Na Rússia, brasileira dividiu cela com presa por homicídio e
desafiou autoridades
DEPOIMENTO A FELIPE
BÄCHTOLD DE PORTO ALEGRE
A bióloga gaúcha Ana Paula Maciel, 31, que ficou presa dois
meses na Rússia após participar de um protesto no oceano Ártico, relata
detalhes de seu período de cativeiro. Além de ter de falar grosso contra
autoridades, afirma que dividiu cela com uma acusada de assassinato. Ela
retornou ao Brasil no domingo passado, após ser anistiada pelo governo do
presidente Vladimir Putin.
Ninguém queria ter
ficado dois meses na prisão. Mas, pela repercussão que isso teve, estou
contente de ter conseguido levar uma mensagem para tantas pessoas. Agora, a
nossa campanha vai continuar muito mais forte.
No início, foram
cinco dias presos dentro do nosso navio. Houve uma abordagem ilegal em águas
internacionais. [Os agentes russos] Destruíram toda a casa de rádio do navio e
retiraram os computadores.
Eles nos mantiveram
em cativeiro dentro da cabine. Começaram a tirar um por um dizendo que seríamos
"entrevistados". Na minha vez, um homem armado, com máscara, me pegou
pelo braço e foi me revistar.
Eu me acuei em um
canto e disse: "Tu não vais me tocar, não mesmo".

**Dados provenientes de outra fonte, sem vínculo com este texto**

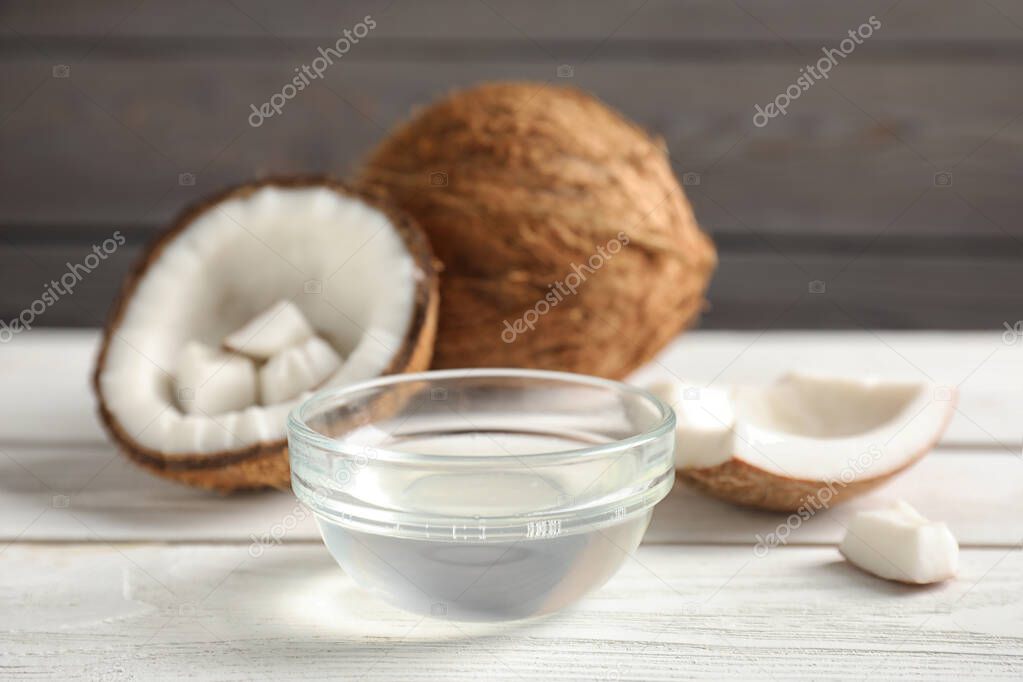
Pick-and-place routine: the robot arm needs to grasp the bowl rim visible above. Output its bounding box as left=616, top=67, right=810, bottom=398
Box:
left=286, top=367, right=675, bottom=467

Tenho direito internacional de ser revistada por uma mulher.
Eles ficaram supernervosos. Ele continuou tentando, me puxando pelo braço, eu
empurrei. Defendi meus direitos contra cinco pessoas armadas.
E ele não me
revistou, mas me senti extremamente mal, humilhada. Foram vários momentos de
emoções fortes.
Na prisão, não havia
ameaças, mas era uma terra sem lei. Cada guarda tinha suas regras e agia de
maneira diferente. Se não fosse eu lutar pelos meus direitos, teria sido muito
pior. Muitas vezes encarei guardas e chamei o chefe da prisão.
DIÁRIO
Foram momentos de altos e baixos. A Folha, infelizmente, só
publicou os baixos [em reportagem do dia 25 de novembro com trechos de seu
diário]. E aí você tem toda a sensação que eu estava em uma depressão profunda
e ia me matar [a Folha só publicou o que foi autorizado pela própria Ana
Paula].
Em uma situação
daquela, correndo o risco de ficar 15 anos naquele jeito, imagino que é humano
pensar em uma solução. Eu muito provavelmente teria a coragem e a força de
encarar os 15 anos.
Mas eu não posso não
me permitir como ser humano pensar em algumas outras alternativas. Foi isso o
que escrevi no diário. Em nenhum momento pensei em me matar seriamente.
Eu tinha uma colega
russa de cela na prisão em Murmansk. Em São Petersburgo, havia duas: uma
ucraniana e outra do Uzbequistão. Só falavam russo.
A moça do Uzbequistão
matou o namorado em legítima defesa e queria aprender inglês. Às vezes,
sentávamos durante quatro ou cinco horas estudando, tentando se entender. Tive
sorte porque elas eram muito legais.
Toda a cadeia de São
Petersburgo virou um grande teatro quando chegamos. Ficamos em uma cela enorme,
com geladeira, TV e aquecedor de água. Percebemos toda a palhaçada montada para
fazer uma propaganda do sistema penitenciário russo.
NA JUSTIÇA
Não existe justiça para o cidadão comum na Rússia.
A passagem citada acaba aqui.